The teach-ins should be organized with coalition partners before demonstrations and cover the theory, history, and practice of the specific action taking place, whether it’s for CPAC, defunding the police, or something else entirely.

Holding these teach-ins in public places has another benefit. It allows us to discuss what it means for public space to be for us—for the people.

When held on the Magnificent Mile, these teach-ins also interrupt commerce by interrupting tourism. This is essential in picking a fight with the mayor on terms she can understand. Parks and plazas are for the people, and we have a right to the city. In a city as segregated as Chicago, how we intentionally use space together to push forward this anti-racist movement will be essential to interrupting the automated reproduction of state repression.


This plan should be facilitated through Chicago DSA’s Antiracist Working Group and Political Education Committee. It will orient DSA to the struggle in a productive manner. It will increase our ability to educate more people about the Black Lives Matter movement, and about any given day’s demonstration. It can help us to bring in new members, not only to DSA but to all coalition partners. Lastly, we can train new, active comrades how to organize by doing, by creating the infrastructure that makes these teach-ins and read-ins happen.

City Council

How does DSA  situate itself with respect to our members who hold elected seats in local political structures? The six socialist Alders represent an inside valence to our struggle from outside the system. The Alders lead in a space we cannot go inside,  but also we push from the outside and give them the confidence to lead, to take on the system from the inside in new, radical behaviors.

The Mayor’s office is using the “space” in City Hall to choke out any attempt to voice what the people are en masse demanding: CPAC and defunding the police, notably, through the Rules Committee requirement of 25 co-signatures to even receive a hearing.

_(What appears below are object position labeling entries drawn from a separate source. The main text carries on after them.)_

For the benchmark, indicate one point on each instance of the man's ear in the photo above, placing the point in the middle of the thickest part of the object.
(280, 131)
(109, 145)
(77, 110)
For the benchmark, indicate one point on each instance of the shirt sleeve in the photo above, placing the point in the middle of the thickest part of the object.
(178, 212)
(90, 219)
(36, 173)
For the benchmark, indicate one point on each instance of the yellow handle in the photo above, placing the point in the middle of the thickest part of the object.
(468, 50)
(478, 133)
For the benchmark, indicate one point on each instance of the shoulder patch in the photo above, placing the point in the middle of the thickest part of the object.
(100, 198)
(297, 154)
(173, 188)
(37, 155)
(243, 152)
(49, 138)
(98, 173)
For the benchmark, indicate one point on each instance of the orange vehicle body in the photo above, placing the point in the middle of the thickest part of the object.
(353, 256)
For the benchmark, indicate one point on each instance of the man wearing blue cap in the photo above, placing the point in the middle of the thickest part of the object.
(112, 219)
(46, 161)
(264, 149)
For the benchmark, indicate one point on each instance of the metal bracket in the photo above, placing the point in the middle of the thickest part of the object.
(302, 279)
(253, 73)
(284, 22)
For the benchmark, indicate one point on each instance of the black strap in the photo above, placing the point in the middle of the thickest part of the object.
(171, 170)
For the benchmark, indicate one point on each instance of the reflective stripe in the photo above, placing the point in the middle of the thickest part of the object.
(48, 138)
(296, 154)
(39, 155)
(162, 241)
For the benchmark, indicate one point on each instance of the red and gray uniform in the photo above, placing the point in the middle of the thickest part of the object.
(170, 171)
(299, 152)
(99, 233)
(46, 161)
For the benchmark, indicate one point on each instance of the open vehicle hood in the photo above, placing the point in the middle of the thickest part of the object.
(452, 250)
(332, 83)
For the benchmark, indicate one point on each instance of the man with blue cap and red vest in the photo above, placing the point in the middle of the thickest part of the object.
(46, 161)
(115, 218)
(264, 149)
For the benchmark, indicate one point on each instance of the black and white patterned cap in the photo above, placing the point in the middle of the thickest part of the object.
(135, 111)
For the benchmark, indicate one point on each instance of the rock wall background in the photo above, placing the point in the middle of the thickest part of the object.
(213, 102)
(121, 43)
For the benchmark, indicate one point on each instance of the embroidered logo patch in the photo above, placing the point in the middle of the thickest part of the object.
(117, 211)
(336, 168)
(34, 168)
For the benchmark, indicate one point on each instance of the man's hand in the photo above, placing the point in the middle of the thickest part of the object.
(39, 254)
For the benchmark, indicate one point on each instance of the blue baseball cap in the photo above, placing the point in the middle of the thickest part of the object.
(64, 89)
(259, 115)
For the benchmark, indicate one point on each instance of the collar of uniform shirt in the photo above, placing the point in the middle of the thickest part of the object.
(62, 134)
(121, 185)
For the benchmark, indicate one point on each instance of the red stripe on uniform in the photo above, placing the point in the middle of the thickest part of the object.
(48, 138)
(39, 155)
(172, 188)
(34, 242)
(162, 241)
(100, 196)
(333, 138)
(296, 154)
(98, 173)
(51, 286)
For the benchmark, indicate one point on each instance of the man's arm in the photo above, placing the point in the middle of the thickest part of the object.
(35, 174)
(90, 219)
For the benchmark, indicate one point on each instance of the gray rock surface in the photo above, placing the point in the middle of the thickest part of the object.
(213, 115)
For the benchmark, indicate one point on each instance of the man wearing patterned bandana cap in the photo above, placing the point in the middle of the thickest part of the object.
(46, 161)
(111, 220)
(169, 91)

We are going to need much more public opposition to bring the experience of what is happening inside City Hall to the people. Tweeting about it is not enough. DSA and its Alders should leverage major media to call out the mayor in public and bring our demands to a wider audience.

What is the role of DSA?

All six of the Socialist Alders are DSA members. In members-only meetings, we should engage in direct conversation with Alders and develop plans of how best to support them from the outside by making public Mayor Lightfoot’s opposition to substantive political change. Chicago DSA’s working groups seems like a critical location where these organizing conversations with Alders could take place.

Crucially, this will involve sometimes staking out positions about how our Socialist Alders should act and presenting our ideas to them, not merely waiting for them to lead. The goal is to create a more open, mutually generative relationship where we are engaging them on live political, strategic, and tactical questions.

All-in On City Hall, All-in with the People

Going all-in on defunding the police should be about centering all of our forces in and out of City Hall against the mayor’s office. This is how we can develop the full power of our movement, from our membership to our elected officials to our coalition partners.

How do we put ourselves in a position to pick this sort of fight? Open moments do not spontaneously remain open on their own. Organized forces must intervene with specific demands and ways to achieve them. We need the confidence to take up these demands knowing we only win CPAC or defund the police with an authentically abolitionist horizon. Abolition requires vigilance at every turn. The state will act quick to put us the movement down. We cannot afford to be passive and reactive. To abolish racism—to abolish capitalism—we must be interventionists. We must fight racism as socialists.